As he felt Jack’s attention burn into him, and Apolinar’s eyes swivel in his direction, Emmanuel fled.
He knew no more of what took place in that room.
Don Emmanuel had been told very little about Leoni’s case but he could not be kept in the dark any longer. The connection between Jack and Sulpa, the role of the Blue Angel, whom he knew as ‘Our Lady of the Forest’, the connection with Ria, Leoni’s troubled life history, and the pressing, imperative need for her to continue to work with Ayahuasca were all explained to him.
‘We’re in grave danger,’ he said when Mary had interpreted everything. Jack and Apolinar both knew he had spied on their conversation and although Jack’s ‘servants’ might not arrive until tomorrow there was nothing to stop the
brujo
rounding up a gang of local thugs and bringing them here tonight by fast motorboat.
Iquitos was Apolinar’s stronghold so there was no question of attempting to escape in that direction.
But there was an alternative.
Two hundred miles to the south along the Ucayali, one of the mighty tributaries of the Amazon, lay the homelands of the Shipibo, Don Emmanuel’s own tribe. There were no roads in that region. No electricity or piped water.

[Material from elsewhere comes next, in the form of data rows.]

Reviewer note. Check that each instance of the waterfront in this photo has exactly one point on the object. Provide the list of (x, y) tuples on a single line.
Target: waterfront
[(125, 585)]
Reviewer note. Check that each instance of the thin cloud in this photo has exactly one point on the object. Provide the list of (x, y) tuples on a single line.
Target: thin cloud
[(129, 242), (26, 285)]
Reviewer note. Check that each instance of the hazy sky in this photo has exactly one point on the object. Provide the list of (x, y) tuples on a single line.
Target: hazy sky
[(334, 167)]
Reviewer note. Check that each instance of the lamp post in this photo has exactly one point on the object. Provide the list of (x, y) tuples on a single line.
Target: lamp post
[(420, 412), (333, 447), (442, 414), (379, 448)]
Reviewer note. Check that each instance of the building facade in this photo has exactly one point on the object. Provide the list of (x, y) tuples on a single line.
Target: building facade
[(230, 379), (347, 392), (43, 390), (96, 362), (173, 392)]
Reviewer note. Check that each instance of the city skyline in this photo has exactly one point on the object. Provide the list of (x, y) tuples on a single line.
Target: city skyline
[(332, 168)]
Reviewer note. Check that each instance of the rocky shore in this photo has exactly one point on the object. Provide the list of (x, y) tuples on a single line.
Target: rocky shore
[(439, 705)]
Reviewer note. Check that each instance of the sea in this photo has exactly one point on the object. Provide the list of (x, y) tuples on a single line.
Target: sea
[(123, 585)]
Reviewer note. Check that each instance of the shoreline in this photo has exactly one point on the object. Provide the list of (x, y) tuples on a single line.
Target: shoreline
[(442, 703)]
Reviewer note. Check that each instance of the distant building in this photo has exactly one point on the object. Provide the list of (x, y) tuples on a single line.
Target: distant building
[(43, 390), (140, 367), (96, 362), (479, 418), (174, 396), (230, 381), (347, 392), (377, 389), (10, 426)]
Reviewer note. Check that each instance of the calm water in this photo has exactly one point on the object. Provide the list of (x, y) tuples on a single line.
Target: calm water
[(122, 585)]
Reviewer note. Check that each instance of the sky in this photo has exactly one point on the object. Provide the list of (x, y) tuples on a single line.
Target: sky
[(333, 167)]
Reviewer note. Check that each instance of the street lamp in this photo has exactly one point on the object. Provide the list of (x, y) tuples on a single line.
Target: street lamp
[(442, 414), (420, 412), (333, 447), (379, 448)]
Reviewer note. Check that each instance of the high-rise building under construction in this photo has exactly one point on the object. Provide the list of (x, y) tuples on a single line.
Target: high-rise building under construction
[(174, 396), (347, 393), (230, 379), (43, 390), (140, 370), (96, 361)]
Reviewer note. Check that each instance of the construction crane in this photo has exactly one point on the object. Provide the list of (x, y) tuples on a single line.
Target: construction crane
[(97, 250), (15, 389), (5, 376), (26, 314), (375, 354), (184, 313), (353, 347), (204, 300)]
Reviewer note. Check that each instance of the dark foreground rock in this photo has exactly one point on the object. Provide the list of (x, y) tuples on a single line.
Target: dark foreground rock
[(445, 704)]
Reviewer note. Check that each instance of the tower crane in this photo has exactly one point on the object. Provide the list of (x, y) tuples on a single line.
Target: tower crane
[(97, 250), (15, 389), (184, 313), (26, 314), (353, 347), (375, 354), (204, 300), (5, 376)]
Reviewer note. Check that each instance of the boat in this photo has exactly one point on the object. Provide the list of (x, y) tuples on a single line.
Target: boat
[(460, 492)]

It was a land of small villages, some strung out in plain view along the banks of the river, others hidden away in isolated creeks and backwaters. They could take refuge there, Don Emmanuel promised, where no one could find them. The work with Ayahuasca could continue. He looked apologetically at Leoni. He regretted he had failed to protect her from Apolinar in the spirit world. The
brujo
was too powerful. But in the Shipibo heartland there were shamans far more powerful than he who walked the path of light and would come to the circle to strengthen their defences. ‘Evil confronts us,’ Don Emmanuel said, ‘but it can be fought.’
* * *
All the supplies they needed for the journey upriver were at the lodge – gasoline for the outboard motor, fresh water, food, medicine. There was a tight sense of urgency but loading and stowing everything still required two hours and it was after midnight when they pushed off from the jetty.